In 1790, due to Revolutionary War expenses, the young nation held a 29.6% debt-to-GDP burden. Thereafter, debt consistently declined until President Jackson oversaw a debt-free country from 1835-36. This was, to date, the first and only time our nation’s finances were in the black, and based on 2020’s picture, it may well be the last time, too.

The Civil War returned debt to above 30% of GDP, and it resurged to similar levels during WWI after a long-term decrease in the interim. Another brief decline occurred before the Great Depression prompted a spike above 40%, then WWII took the debt to an unprecedented 112.7% of the country’s economic output. Into the early 1980s, however, occurred a mostly tranquil economy, bringing the debt eventually under 30% of GDP. 

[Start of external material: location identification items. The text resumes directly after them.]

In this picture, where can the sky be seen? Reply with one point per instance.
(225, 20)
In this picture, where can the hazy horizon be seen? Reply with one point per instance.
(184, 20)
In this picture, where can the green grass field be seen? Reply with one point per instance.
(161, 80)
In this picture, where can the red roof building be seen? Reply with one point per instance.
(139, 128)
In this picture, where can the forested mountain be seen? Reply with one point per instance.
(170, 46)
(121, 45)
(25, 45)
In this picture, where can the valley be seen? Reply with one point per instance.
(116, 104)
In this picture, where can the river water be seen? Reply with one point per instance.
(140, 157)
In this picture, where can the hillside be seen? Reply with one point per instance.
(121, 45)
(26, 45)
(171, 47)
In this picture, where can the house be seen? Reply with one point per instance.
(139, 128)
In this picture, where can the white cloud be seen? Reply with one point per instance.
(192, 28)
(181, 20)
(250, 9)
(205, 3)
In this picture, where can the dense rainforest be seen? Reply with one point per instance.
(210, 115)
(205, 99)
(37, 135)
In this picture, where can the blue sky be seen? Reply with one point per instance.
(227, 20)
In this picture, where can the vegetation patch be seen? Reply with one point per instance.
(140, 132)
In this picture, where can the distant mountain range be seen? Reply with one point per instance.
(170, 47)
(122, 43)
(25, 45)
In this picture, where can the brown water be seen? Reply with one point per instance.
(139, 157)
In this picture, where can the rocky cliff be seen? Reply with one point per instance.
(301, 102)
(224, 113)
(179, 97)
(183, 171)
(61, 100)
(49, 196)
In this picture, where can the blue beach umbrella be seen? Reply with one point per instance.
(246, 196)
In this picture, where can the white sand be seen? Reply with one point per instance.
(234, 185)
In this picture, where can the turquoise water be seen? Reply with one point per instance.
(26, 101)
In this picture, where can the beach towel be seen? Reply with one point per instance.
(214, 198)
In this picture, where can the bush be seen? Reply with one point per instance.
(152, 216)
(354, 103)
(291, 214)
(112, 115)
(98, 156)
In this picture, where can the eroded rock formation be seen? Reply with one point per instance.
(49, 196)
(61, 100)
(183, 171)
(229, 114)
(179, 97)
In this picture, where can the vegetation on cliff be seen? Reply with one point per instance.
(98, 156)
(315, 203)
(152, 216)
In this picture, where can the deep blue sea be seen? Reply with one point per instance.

Revenue shortages from President Reagan’s tax cuts increased debt to 50%, until three straight years of balanced budgets in President Clinton’s second term lowered it to around 30% again. This remained steady until the Great Recession and current pandemic brought the debt above 100% of gross output for only the second time ever, and caused the debt to double since only 2010. 

It prompts the question: To whom, exactly, do we owe all this debt? Well, we owe $20.1 trillion to ourselves - about 74% of the total, per CBO. This simply means we haven’t paid our bills, which are dominated by mandatory entitlement programs including social security, Medicare and other public benefits. These together comprised over 60% of the federal budget in fiscal year 2019. 

The U.S. Treasury notes the $7.1 trillion remainder is owed to foreign countries, including China, Japan, Brazil, Ireland and the United Kingdom, who have invested in American debt bonds. 

Our current debt sits at 128.1% of economic capacity. So, why does this matter, when you consider that a handful of other countries - including Canada, Greece, Italy and Japan - also have debt levels exceeding their GDP, and we are still able to borrow as much as we need, with low interest and on good credit?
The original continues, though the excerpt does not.